A second factor was state secrecy. As leading Cold War public intellectuals such as Daniel Patrick Moynihan and Edward Shils argued, abuse thrives in the dark, and Cold War secrecy provided much cover of darkness to places like Hanford. For decades, government officials and the contractors that ran the plants were able to deflect civilian regulators, nosy journalists, local citizens, even congressmen, by hiding behind the skirts of national security. Officials defined vital nuclear secrets expansively, to include not just the design and deployment details of weapons, but also the secret harms inflicted on Americans through their production. Anyone who revealed the extent of contamination risked losing his clearance or being incarcerated. The harms concealed at production facilities were mostly caused by accidents and bureaucratically ingrained negligence, but they were sometimes deliberate—as in the now infamous 1949 “Green Run,” when Hanford deliberately released a substantial invisible cloud of radioactive iodine and xenon to see how it would disperse.

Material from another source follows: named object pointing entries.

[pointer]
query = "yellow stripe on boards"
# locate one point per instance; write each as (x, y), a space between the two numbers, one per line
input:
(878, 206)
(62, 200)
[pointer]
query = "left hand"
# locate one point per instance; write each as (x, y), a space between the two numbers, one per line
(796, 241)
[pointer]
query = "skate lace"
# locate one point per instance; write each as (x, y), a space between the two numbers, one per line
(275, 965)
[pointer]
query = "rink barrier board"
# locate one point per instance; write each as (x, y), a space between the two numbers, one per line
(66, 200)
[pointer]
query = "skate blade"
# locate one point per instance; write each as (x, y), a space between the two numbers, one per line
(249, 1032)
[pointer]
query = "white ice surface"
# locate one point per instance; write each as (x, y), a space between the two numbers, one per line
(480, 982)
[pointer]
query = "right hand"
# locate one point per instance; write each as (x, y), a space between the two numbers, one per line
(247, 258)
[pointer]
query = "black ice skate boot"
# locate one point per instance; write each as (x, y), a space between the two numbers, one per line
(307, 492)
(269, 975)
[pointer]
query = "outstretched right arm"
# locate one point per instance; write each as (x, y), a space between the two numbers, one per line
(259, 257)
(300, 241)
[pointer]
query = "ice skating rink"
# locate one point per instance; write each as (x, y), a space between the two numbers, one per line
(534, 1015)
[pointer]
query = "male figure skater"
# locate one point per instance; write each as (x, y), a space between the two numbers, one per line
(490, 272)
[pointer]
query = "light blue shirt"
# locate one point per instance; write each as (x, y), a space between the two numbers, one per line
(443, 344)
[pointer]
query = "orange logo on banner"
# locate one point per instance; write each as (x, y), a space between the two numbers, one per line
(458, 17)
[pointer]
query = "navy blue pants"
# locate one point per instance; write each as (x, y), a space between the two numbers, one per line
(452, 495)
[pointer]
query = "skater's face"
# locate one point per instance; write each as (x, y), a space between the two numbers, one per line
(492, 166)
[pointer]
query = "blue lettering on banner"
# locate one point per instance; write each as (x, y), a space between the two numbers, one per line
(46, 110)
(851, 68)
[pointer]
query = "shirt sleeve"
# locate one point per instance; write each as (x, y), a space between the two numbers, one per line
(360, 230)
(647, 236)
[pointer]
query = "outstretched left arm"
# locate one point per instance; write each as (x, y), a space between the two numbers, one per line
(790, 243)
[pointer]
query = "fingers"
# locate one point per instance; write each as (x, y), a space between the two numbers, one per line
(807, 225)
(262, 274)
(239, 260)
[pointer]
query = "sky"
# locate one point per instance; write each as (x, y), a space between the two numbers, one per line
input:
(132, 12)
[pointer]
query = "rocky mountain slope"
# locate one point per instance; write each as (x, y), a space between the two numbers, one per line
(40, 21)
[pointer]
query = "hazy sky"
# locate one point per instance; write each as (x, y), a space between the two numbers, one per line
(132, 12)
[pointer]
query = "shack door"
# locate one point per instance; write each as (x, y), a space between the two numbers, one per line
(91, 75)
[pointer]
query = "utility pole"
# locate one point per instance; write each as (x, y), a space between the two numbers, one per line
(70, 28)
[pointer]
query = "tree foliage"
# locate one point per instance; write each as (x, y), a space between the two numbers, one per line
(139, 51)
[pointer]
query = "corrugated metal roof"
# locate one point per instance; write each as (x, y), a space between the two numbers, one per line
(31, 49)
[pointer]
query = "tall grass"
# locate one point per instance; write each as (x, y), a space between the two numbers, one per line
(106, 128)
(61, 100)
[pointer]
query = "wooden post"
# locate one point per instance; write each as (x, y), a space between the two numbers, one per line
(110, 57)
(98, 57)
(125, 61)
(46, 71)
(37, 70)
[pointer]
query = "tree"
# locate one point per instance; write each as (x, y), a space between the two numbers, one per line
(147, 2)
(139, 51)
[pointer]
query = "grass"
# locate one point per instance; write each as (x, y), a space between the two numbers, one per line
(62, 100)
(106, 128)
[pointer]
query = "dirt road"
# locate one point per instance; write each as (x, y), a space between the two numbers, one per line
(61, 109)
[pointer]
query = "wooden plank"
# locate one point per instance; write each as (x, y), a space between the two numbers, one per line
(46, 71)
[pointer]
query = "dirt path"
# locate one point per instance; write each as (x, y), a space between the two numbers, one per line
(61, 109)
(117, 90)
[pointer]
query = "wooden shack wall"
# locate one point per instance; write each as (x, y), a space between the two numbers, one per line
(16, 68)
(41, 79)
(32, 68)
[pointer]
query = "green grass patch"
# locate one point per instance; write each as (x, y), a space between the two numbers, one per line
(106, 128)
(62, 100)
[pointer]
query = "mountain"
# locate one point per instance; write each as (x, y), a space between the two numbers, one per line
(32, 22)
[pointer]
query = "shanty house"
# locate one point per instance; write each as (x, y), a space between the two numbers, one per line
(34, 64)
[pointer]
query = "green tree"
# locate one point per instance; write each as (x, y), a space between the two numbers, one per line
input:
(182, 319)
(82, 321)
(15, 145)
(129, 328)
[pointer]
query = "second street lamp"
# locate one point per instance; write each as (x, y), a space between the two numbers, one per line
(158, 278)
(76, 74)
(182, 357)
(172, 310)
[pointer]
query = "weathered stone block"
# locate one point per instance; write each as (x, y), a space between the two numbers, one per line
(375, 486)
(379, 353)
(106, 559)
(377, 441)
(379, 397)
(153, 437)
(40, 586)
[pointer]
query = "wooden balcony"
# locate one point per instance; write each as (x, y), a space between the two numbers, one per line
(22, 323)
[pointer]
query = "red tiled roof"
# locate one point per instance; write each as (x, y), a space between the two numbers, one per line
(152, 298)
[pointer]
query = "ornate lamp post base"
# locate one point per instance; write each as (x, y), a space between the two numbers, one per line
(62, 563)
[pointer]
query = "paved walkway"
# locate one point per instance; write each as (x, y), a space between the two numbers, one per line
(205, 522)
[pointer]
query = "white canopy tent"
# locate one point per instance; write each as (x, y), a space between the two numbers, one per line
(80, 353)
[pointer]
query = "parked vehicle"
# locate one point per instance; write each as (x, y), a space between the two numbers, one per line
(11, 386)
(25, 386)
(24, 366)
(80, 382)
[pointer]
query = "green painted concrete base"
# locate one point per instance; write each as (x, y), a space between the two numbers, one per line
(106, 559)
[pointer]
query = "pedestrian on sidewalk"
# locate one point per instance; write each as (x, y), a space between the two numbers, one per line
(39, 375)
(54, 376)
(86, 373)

Finally, we should not underestimate how novel and complex nuclear technology was in the early decades of the Cold War. Physicists, engineers, and technicians were still learning how the technology worked, how esoteric radioactive materials behaved in a range of conditions, and how toxic waste products were absorbed into the environment. As in any endeavor, you learn by making mistakes. Unfortunately, those mistakes left a legacy of contaminated Cold War production sites around the country that are beginning to look like a permanent archipelago of national sacrifice zones. “Will Hanford ever be cleaned up?” was the title of a 2013 Seattle Times article noting how little progress had been made after spending $36 billion on cleaning the site.
If the pathology of the Cold War was secrecy and an atmosphere of emergency, we have the opposite pathology now. Department of Energy websites catalogue the contamination in great detail—after all, the more contaminated the site, the more money Congress should provide to clean it—and official timelines for cleanup stretch interminably beyond the lifetimes of many living Americans. In a perverse way, radioactive contamination has gone from a shameful secret to be concealed to an asset to be milked. The cleanup campaign is becoming like the counterinsurgency campaign in Afghanistan, America’s longest war. It takes place on the periphery of American public vision; it greatly enriches contractors; and there is always light at the end of the tunnel, but the only way we get near the light is when the tunnel collapses.
Hugh Gusterson is a professor of anthropology and international affairs at George Washington University.